‘We are selling a psychology’
Accelerate Okanagan - Jun 15, 2017 - Columnists

Image: yodelMe.
A Kelowna startup is looking to change safety practices in the oil and gas industries.

Local startup yodelME (previously JA2 Applications) appears poised for huge success in the oil industry, and many other sectors to follow.

The company’s product, which allows staff working in remote areas to communicate via satellite signals, has come to the minimal viable product stage, and the founders are taking it to national organizations with serious interest.

When yodelME founder Aaron Kilback was working in the oil fields several years ago, he realized that the technology used for safety check-ins needed to change.

“Out in the oil field, the nearest cell service was 45 minutes away,” he said. “So every two hours I had to check in with a person, and I worried what would happen if I died. I would drive to the location, check in, and drive like crazy to the next well. It was super stressful.”

Kilback explains the HF radios they had could only do so much, and the cell service was so oversubscribed it was almost impossible to get a signal. So he decided to come up with a better way.

He describes the product like having your home wifi network available in remote areas, where anyone can connect. yodelME also allows companies to digitize paperwork, optimize systems and watch over their staff to ensure they are safe.

But for Kilback, it’s more than just a product.

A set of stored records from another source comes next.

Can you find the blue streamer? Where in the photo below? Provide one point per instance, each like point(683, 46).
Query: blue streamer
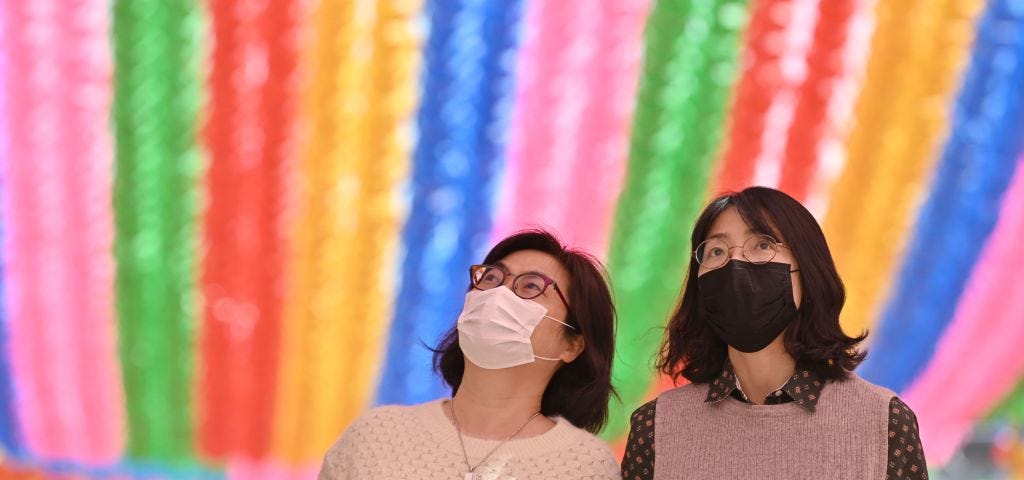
point(963, 207)
point(467, 88)
point(9, 433)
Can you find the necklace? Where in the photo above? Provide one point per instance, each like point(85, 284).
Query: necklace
point(471, 475)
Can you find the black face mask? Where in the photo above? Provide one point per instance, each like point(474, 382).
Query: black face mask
point(748, 305)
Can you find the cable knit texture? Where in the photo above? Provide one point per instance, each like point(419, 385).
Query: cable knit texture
point(845, 438)
point(420, 442)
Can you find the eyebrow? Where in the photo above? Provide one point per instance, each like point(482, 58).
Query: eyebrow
point(505, 267)
point(723, 235)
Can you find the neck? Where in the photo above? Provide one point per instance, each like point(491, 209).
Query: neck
point(763, 372)
point(494, 403)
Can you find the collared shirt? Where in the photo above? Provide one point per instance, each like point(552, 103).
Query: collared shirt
point(906, 459)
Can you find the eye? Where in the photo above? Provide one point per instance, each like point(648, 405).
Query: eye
point(532, 285)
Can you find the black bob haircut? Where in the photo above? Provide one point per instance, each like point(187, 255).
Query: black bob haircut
point(814, 339)
point(580, 390)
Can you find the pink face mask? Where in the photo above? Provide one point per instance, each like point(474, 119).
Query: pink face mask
point(496, 325)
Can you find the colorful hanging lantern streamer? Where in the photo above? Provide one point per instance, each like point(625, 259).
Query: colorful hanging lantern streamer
point(10, 436)
point(764, 95)
point(691, 51)
point(989, 314)
point(458, 160)
point(566, 125)
point(961, 211)
point(157, 92)
point(822, 99)
point(56, 186)
point(921, 49)
point(250, 130)
point(361, 95)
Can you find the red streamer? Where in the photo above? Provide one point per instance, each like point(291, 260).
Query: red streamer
point(250, 138)
point(810, 124)
point(761, 82)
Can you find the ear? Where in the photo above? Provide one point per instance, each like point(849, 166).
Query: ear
point(573, 349)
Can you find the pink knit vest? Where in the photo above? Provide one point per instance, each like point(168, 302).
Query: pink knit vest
point(845, 438)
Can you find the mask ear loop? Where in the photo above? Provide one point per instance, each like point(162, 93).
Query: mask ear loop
point(562, 322)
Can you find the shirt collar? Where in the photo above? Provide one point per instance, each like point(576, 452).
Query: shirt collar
point(804, 388)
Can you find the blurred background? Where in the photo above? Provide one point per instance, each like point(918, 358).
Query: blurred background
point(228, 227)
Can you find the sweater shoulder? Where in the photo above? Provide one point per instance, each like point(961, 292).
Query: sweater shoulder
point(384, 420)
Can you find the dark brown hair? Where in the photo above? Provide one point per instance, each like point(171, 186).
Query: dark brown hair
point(693, 351)
point(580, 390)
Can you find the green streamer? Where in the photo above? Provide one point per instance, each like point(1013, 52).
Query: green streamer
point(1011, 409)
point(157, 96)
point(691, 49)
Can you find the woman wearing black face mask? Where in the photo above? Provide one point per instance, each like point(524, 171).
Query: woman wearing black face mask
point(757, 334)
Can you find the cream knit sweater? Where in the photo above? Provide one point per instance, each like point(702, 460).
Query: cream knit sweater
point(420, 442)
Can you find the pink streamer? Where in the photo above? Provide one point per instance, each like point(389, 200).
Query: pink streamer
point(58, 241)
point(577, 81)
point(986, 333)
point(243, 469)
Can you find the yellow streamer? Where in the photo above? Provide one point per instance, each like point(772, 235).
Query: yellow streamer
point(918, 55)
point(360, 100)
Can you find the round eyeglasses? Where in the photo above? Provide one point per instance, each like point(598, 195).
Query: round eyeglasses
point(525, 286)
point(714, 253)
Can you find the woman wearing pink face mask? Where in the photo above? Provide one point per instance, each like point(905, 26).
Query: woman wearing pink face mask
point(528, 362)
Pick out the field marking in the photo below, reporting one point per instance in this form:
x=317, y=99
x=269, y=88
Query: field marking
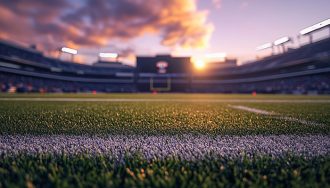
x=186, y=146
x=166, y=100
x=254, y=110
x=275, y=115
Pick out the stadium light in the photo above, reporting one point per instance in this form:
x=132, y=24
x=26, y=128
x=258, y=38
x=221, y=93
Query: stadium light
x=69, y=50
x=264, y=46
x=108, y=55
x=315, y=27
x=281, y=41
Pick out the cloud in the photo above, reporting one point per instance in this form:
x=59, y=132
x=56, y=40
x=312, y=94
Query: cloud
x=53, y=23
x=217, y=3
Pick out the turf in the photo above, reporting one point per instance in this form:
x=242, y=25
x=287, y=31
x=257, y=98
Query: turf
x=82, y=171
x=158, y=119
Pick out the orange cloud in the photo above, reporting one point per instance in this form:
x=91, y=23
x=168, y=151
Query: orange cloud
x=54, y=23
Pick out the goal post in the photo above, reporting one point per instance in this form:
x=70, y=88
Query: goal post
x=160, y=84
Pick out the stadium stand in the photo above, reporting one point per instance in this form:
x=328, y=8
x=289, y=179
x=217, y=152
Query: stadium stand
x=303, y=70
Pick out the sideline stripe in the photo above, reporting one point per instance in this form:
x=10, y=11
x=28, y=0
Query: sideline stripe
x=254, y=110
x=166, y=100
x=186, y=146
x=275, y=115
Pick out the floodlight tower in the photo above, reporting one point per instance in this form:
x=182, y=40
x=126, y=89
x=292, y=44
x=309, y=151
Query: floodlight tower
x=70, y=51
x=108, y=55
x=266, y=46
x=309, y=30
x=281, y=42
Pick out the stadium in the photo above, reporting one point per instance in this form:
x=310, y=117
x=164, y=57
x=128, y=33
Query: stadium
x=302, y=70
x=169, y=120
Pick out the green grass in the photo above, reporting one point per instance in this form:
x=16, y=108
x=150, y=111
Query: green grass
x=18, y=117
x=161, y=118
x=82, y=171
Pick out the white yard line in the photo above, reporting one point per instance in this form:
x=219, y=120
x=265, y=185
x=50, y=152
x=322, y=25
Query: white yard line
x=187, y=146
x=254, y=110
x=165, y=100
x=275, y=115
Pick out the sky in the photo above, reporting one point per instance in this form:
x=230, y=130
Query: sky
x=150, y=27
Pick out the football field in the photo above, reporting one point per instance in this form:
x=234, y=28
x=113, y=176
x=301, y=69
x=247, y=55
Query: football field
x=164, y=140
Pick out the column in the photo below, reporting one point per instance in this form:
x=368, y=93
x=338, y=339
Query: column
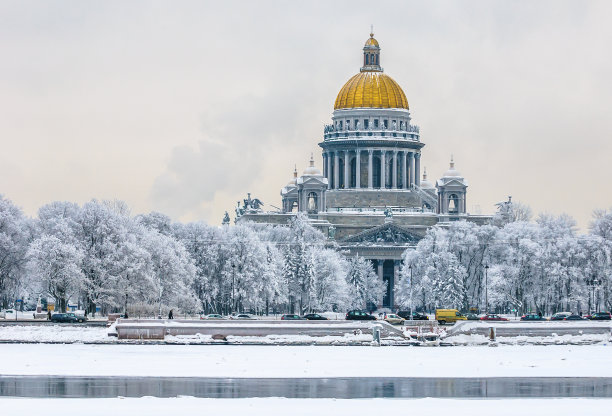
x=417, y=168
x=329, y=175
x=404, y=173
x=394, y=170
x=392, y=284
x=411, y=163
x=383, y=172
x=336, y=170
x=347, y=170
x=370, y=170
x=358, y=169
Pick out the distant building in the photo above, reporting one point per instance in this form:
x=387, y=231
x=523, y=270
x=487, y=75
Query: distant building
x=369, y=196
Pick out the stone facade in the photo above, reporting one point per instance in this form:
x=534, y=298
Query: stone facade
x=369, y=189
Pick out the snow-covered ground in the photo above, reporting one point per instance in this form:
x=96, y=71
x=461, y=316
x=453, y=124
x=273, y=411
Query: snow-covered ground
x=306, y=361
x=308, y=407
x=54, y=333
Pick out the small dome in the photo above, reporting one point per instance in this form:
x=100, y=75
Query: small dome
x=311, y=170
x=293, y=181
x=371, y=41
x=452, y=172
x=425, y=184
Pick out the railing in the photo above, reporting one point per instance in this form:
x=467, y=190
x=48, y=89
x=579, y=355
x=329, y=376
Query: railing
x=408, y=132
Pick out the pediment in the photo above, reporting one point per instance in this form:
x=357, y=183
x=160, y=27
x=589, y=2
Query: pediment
x=312, y=180
x=386, y=234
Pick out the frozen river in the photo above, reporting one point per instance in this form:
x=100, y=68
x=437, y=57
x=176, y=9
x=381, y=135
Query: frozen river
x=296, y=388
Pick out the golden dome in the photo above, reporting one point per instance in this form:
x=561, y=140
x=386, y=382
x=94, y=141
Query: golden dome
x=371, y=89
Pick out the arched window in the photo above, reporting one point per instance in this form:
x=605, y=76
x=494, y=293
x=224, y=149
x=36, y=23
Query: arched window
x=453, y=204
x=353, y=183
x=376, y=172
x=312, y=202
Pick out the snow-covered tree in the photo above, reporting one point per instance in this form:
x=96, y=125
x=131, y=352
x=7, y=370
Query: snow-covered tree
x=14, y=238
x=364, y=286
x=55, y=266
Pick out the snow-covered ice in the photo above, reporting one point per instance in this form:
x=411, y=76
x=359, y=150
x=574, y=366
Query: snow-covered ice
x=304, y=361
x=308, y=407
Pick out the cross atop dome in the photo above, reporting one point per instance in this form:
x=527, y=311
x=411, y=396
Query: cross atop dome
x=371, y=55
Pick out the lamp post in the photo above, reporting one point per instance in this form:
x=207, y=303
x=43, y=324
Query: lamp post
x=410, y=267
x=487, y=288
x=592, y=283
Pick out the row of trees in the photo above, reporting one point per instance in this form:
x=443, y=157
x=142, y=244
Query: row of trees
x=540, y=266
x=98, y=255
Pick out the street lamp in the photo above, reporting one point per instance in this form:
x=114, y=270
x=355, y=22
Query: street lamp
x=592, y=283
x=487, y=288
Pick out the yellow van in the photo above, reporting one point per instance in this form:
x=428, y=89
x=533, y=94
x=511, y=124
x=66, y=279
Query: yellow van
x=449, y=316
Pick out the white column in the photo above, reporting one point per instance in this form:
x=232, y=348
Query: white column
x=383, y=170
x=411, y=163
x=347, y=170
x=329, y=175
x=336, y=171
x=394, y=170
x=417, y=168
x=358, y=169
x=370, y=170
x=404, y=175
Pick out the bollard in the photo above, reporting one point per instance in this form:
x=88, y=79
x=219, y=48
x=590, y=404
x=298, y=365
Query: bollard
x=492, y=340
x=376, y=334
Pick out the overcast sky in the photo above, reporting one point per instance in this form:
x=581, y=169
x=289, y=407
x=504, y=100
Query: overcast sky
x=184, y=107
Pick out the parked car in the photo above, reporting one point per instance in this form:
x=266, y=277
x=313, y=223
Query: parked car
x=574, y=317
x=394, y=319
x=560, y=316
x=532, y=317
x=213, y=316
x=449, y=316
x=291, y=317
x=600, y=316
x=243, y=316
x=416, y=316
x=67, y=317
x=492, y=317
x=8, y=314
x=314, y=317
x=357, y=315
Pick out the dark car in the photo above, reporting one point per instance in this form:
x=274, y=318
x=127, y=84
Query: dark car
x=492, y=317
x=560, y=316
x=359, y=316
x=314, y=317
x=67, y=317
x=532, y=317
x=416, y=316
x=291, y=317
x=600, y=316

“We aren’t just selling a router, we are selling a psychology,” he said. “There is a social responsibility for employees to be diligent for the company. We can motivate employees and give them simple tools.”

The company’s MVP consists of a safety check in system, mapping and messaging, and they’ve been told by prospective clients and government agencies that it’s the most simple solution.

Kilback and his team are actively selling the product, so far with impressive results. Before incorporating the company in 2014, he went out and interviewed 75 different companies for market research and within a year many wanted to invest in his company.

In fact, they raised $1 million in 2014 and have been working hard on developing the product since.

The nine-person company is attracting significant interest in its product, and has already had meetings with with the largest oil company in the world, the largest gas producers in Canada and B.C.

yodelME is also in talks to collaborate with another successful Accelerate Okanagan program client, Piscine Energetics.

Karen Olsson, COO of yodelME, says that Piscine’s President Nuri Fisher is on board with what the company is doing, and finds they are a fit for his compliance requirements.

“He is going to do a pilot for it on his boats,” she said. “It’s a great story of two AO clients that are working together. We have marine with Piscine, and also the forestry and even trucking industry. We have potential for more than just oil. We’ve even got a few vineyards and agriculture applications.”

Olsson joined the company because it met her personal mandate for something that changes the world and does good. “I think that a product that keeps that people who are potentially in jeopardy connected and becomes a lifeline in a number of ways is important,” she said. “When I look at what it could do, like if there’s a forest fire in the field, we can be the ones that get help there sooner.”

She also sees a bigger, broader perspective for regions like Africa and developing regions that may not be as connected, and where worker safety isn’t as regulated. “This can become a standard where the product can change how people in those countries work and keep safe,” Olsson said. “There’s an environmental stewardship component here where if we can make safety and compliance more effective we are more likely to prevent the next oil spill.”

As we become a more connected society, yodelME hopes they can be the linchpin that can hold it together.